New Relic, Inc.
- Type: Private
- Traded as: NYSE: NEWR (2014–23)
- Industry: Application performance management
- Founded: 2008; 18 years ago
- Founder: Lew Cirne
- Headquarters: San Francisco, California, U.S.
- Key people: Ashan Willy (CEO); Lew Cirne (executive chairman);
- Products: New Relic APM, New Relic Mobile, New Relic Browser, New Relic Synthetics, New Relic Servers, New Relic Insights
- Revenue: c. US$1 billion (milestone announced 2025; period unspecified)
- Owners: Francisco Partners (2023–present); TPG Inc. (2023–present);
- Number of employees: 2,663 (2023)
- Website: newrelic.com

= New Relic =

American web tracking and analytics company

New Relic, Inc. is an American web tracking and analytics company based in San Francisco.
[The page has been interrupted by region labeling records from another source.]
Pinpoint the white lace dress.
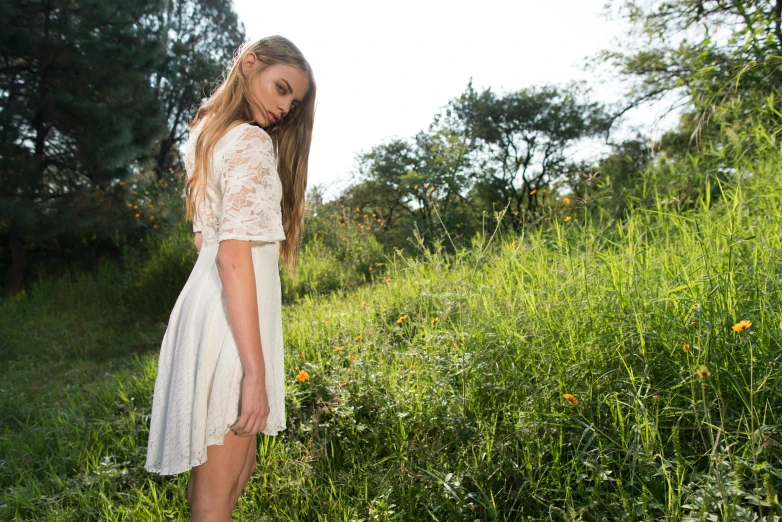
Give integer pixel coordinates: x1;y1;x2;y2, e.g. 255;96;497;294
145;123;285;475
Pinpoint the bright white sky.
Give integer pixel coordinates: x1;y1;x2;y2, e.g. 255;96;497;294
234;0;680;199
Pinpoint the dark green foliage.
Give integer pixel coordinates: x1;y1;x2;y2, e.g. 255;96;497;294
0;0;243;293
152;0;244;180
0;0;170;292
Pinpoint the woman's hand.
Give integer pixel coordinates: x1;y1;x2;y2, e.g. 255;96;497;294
230;376;270;437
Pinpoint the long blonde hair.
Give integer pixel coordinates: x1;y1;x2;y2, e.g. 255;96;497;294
185;36;315;272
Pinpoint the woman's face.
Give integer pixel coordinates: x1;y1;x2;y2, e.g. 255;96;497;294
242;53;310;127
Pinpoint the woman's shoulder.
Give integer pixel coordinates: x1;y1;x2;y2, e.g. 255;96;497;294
219;122;276;162
226;122;272;144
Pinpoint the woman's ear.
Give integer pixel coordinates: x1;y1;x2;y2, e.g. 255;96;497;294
242;52;258;78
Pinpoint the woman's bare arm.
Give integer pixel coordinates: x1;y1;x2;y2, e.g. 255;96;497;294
217;239;269;436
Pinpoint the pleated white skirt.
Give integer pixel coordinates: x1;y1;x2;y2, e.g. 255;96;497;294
144;241;286;475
The company's cloud-based software allows websites and mobile apps to track user interactions and service operators' software and hardware performance.

In November 2023, private equity firms Francisco Partners and TPG Inc. acquired New Relic for approximately $6.5 billion.

==History==
===Foundation and early years===
Lew Cirne founded New Relic in 2008 and became the company's CEO. The name "New Relic" is an anagram of founder Lew Cirne's name.

On November 5, 2012, CA Technologies filed a lawsuit claiming that New Relic violated three patents that came into CA Technologies' possession through the acquisition of Wily Technology (a company also founded by Lew Cirne).

In February 2013, New Relic raised $80 million from investors including Insight Venture Partners, T. Rowe Price, Benchmark Capital, Allen & Company, Trinity Ventures, Passport Capital, Dragoneer, and Tenaya Capital at a valuation of $750 million. The funding round helped New Relic extend its software analytics platform to include Android and iOS native mobile apps. In October 2013, the company announced that it was converting its software analytics product into a SaaS model, code named Rubicon.

In April 2014, New Relic raised another $100 million in funding led by BlackRock and Passport Capital, with participation from T. Rowe Price and Wellington Management. The company went public on December 12, 2014.

=== 2020 to present ===
In January 2020, the company announced that Bill Staples was joining the company as Chief Product Officer. In June, amid internal disagreements about how the company should respond to systemic racism in society, former CEO Lew Cirne sent a memo stating that Black Lives Matter discussions were "off-the-table".

In July 2020, New Relic announced a new platform called New Relic One. In October, Cirne made donations to an anti-gay Christian school and an anti-Jewish evangelist, leading to some employees being uncomfortable and offended. In December, the company acquired Pixie Labs, a service for monitoring cloud-native workloads running on Kubernetes clusters.

In May 2021, Bill Staples was promoted to CEO, and Cirne transitioned to executive chairman. In June, the company acquired CodeStream, a developer collaboration tool.

In February 2022, the company released infrastructure monitoring software to help DevOps, site reliability engineering (SRE) and ITOps teams monitor issues across public, private and hybrid cloud environments. In May, the company launched a vulnerability management tool for security, DevOps, security operations (SecOps) and SRE teams.

In June 2023, following a $55 million operational loss in the preceding fiscal year, New Relic laid off 155 employees in the US and up to 57 abroad. In July 2023, the company agreed to be acquired by private equity firms Francisco Partners and TPG Inc. in an all-cash deal valued at $6.5 billion. The acquisition was finalized in November and New Relic was delisted from the New York Stock Exchange.

In December 2023, the company announced Ashan Willy, former CEO of Proofpoint, Inc., as its new CEO.

In May 2025, New Relic integrated with GitHub Copilot's agentic coding capability to detect performance issues in generated code. In October, the company appointed Brian Emerson as its new CPO.

==Products==
New Relic's technology, delivered in a software as a service (SaaS) model, monitors Web and mobile applications in real-time and supports custom-built plugins to collect arbitrary data.

==Operations==
The company partners with companies including IBM Bluemix, Amazon Web Services, CloudBees, Engine Yard, Heroku, Joyent, Rackspace Hosting, and Microsoft Azure as well as mobile application backend service providers Appcelerator, Parse, and StackMob.